The return of Andy Pettitte and Alex Rodriguez should bolster the Yankees down the stretch.

The Yankees have been playing like zombies for a good portion of the second half of the season, stumbling and bumbling through games — making silly errors, leaving runners stranded in scoring position, giving up runs to subpar hitters. Yet, like zombies, they just won’t die.

They let what had been a comfortable 10-game lead atop the American League East dwindle to a mere game. As hard as those Baltimore Golden Boys have tried with all their late-inning heroics and one-run magic, the best they’ve been able to achieve is a dead heat with the Bombers. Yeah, there was a half game lead here and there when the Yankees were dormant, but that’s just semantics. The O’s, the team of destiny that everyone who has ever driven (quickly) through Baltimore or watched an episode of The Wire is cheering on, can’t quite kill the pinstriped monster.

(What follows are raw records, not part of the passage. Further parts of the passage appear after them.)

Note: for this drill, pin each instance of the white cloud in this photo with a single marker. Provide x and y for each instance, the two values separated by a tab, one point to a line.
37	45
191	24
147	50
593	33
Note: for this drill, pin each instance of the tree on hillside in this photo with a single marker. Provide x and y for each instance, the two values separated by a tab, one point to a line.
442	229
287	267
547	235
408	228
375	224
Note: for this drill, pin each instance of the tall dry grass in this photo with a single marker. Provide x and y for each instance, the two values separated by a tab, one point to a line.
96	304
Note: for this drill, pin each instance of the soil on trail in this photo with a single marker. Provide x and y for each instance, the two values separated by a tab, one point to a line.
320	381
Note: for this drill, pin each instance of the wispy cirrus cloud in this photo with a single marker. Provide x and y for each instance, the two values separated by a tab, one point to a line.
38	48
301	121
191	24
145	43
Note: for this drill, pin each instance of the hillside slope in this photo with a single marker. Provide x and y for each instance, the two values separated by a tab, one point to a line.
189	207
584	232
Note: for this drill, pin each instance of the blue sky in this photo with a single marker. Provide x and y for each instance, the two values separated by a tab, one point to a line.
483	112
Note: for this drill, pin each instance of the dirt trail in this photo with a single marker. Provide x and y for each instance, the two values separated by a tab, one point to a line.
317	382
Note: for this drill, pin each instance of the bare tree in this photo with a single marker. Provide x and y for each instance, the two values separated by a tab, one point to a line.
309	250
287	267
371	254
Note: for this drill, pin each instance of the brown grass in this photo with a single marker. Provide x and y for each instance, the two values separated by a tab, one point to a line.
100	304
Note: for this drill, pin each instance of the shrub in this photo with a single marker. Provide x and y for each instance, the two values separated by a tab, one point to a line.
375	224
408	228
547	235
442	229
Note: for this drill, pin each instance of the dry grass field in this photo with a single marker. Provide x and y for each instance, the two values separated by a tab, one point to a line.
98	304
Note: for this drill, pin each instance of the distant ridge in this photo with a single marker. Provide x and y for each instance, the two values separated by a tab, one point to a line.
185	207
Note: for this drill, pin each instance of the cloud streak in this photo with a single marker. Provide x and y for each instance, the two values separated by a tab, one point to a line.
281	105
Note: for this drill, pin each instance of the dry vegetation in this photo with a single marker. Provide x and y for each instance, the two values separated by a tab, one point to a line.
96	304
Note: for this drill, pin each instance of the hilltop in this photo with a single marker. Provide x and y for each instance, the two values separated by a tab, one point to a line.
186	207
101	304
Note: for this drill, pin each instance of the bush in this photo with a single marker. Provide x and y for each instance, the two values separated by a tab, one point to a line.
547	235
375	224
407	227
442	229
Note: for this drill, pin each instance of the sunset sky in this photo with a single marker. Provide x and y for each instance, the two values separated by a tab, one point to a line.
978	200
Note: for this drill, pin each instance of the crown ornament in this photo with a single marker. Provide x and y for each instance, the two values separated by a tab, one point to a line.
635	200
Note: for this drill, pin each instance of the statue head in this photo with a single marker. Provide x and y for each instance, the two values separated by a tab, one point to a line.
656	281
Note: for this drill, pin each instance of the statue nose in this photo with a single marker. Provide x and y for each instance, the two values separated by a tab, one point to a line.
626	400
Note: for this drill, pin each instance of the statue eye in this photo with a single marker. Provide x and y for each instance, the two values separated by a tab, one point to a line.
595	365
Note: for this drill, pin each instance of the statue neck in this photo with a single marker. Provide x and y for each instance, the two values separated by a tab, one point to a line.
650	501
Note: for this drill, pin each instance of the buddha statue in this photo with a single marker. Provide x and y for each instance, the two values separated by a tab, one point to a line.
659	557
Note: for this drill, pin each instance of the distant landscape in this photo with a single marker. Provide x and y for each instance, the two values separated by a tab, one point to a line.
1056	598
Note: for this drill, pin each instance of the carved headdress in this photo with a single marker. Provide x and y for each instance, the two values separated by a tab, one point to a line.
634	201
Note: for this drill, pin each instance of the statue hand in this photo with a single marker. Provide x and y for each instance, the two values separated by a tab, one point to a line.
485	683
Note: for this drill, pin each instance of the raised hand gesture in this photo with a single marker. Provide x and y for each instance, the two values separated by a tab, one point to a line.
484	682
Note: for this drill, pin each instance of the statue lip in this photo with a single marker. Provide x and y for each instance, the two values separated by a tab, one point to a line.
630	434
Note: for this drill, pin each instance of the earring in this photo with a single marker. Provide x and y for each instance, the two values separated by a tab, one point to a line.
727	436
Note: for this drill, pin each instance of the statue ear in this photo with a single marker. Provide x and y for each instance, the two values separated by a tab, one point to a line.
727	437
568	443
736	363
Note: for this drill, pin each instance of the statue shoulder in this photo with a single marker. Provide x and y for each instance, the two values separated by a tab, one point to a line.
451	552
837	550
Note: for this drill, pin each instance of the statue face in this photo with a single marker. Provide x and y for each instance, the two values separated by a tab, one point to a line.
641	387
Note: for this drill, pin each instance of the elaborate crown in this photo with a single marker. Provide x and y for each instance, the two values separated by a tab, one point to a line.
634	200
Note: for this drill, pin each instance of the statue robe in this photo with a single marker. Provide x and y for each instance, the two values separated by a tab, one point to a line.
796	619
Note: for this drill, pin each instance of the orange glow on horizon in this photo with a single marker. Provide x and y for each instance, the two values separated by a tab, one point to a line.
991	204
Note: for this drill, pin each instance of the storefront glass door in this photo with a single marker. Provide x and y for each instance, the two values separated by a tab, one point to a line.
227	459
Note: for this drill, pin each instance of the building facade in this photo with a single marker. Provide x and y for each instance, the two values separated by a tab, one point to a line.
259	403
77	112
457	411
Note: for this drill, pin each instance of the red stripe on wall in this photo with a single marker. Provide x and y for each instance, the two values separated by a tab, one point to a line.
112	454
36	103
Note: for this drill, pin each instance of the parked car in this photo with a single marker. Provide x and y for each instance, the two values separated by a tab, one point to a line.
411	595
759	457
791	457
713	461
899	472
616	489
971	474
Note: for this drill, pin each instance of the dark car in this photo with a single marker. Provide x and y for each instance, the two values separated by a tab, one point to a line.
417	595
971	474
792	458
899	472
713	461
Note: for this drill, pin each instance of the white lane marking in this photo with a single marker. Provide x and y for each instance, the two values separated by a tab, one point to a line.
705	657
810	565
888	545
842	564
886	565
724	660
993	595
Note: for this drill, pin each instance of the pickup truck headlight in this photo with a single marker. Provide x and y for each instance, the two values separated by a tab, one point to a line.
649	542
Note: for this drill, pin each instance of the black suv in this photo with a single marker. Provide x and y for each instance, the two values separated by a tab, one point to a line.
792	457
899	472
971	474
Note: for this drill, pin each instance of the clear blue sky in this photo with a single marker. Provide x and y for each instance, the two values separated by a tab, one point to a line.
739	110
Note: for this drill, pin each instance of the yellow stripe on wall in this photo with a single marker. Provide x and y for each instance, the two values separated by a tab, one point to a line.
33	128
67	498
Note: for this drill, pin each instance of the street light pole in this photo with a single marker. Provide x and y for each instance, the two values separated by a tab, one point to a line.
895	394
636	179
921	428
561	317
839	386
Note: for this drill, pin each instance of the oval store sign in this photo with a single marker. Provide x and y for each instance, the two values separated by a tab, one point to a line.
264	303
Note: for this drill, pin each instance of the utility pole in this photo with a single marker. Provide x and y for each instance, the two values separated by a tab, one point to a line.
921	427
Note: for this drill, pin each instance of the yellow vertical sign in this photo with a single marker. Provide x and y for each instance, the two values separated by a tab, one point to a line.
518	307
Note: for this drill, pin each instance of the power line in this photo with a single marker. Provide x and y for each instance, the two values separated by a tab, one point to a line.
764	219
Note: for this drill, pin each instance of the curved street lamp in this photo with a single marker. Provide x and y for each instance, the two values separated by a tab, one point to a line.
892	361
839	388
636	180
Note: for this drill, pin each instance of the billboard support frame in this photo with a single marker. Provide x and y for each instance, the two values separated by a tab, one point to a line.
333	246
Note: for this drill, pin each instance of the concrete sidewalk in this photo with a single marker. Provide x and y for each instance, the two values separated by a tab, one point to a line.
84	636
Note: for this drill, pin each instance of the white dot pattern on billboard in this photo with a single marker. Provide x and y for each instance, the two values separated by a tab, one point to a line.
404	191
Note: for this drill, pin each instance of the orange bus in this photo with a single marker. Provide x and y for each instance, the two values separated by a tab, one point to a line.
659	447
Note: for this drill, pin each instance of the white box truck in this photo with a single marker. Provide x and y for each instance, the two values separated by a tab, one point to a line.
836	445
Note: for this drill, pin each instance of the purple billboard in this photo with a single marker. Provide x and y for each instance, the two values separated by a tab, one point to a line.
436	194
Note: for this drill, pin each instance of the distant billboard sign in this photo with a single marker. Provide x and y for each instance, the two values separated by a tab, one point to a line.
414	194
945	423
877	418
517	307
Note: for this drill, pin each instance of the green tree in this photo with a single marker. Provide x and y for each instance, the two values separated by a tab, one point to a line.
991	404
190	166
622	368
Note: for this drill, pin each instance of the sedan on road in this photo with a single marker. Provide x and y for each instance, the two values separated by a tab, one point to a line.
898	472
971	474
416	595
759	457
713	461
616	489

By all rights, the Yankees should not still be in first place. They have played uninspired baseball that has been difficult to watch at times. Nothing comes easy to this team. They have a relief corps that has been overused and is showing it. The RISP fail has been going on all season long with no real signs of ending. The propensity of starters giving up the long ball continues to bite them. Not to mention the injuries that never seem to stop coming.

This Walking Dead version of the Yankees sure doesn’t look like world beaters, but their cold dead hands stay firmly clenched on first place. That is what should be scary to teams like the Orioles and A’s. For all their ineptitude, New York just won’t die. And now they’re getting healthy.

A-Rod is back in the lineup. Andy Pettitte pitched five scoreless innings on Wednesday for his first win since early June. Ivan Nova looked good in his return to the mound. Even if he is a human error machine, Eduardo Nunez’s call-up adds speed and depth to the lineup. Plus, Brett Gardner may soon be available for defensive replacement and running duties. Lest you think that’s not a big deal, ask the 2004 Red Sox about the importance of a speedy pinch runner in a big playoff game.

While I still don’t see the 2012 Yankees getting far into the postseason, and I’m truly amazed they haven’t fallen in the standings, I can’t outright bury them. Some monsters just can’t be killed.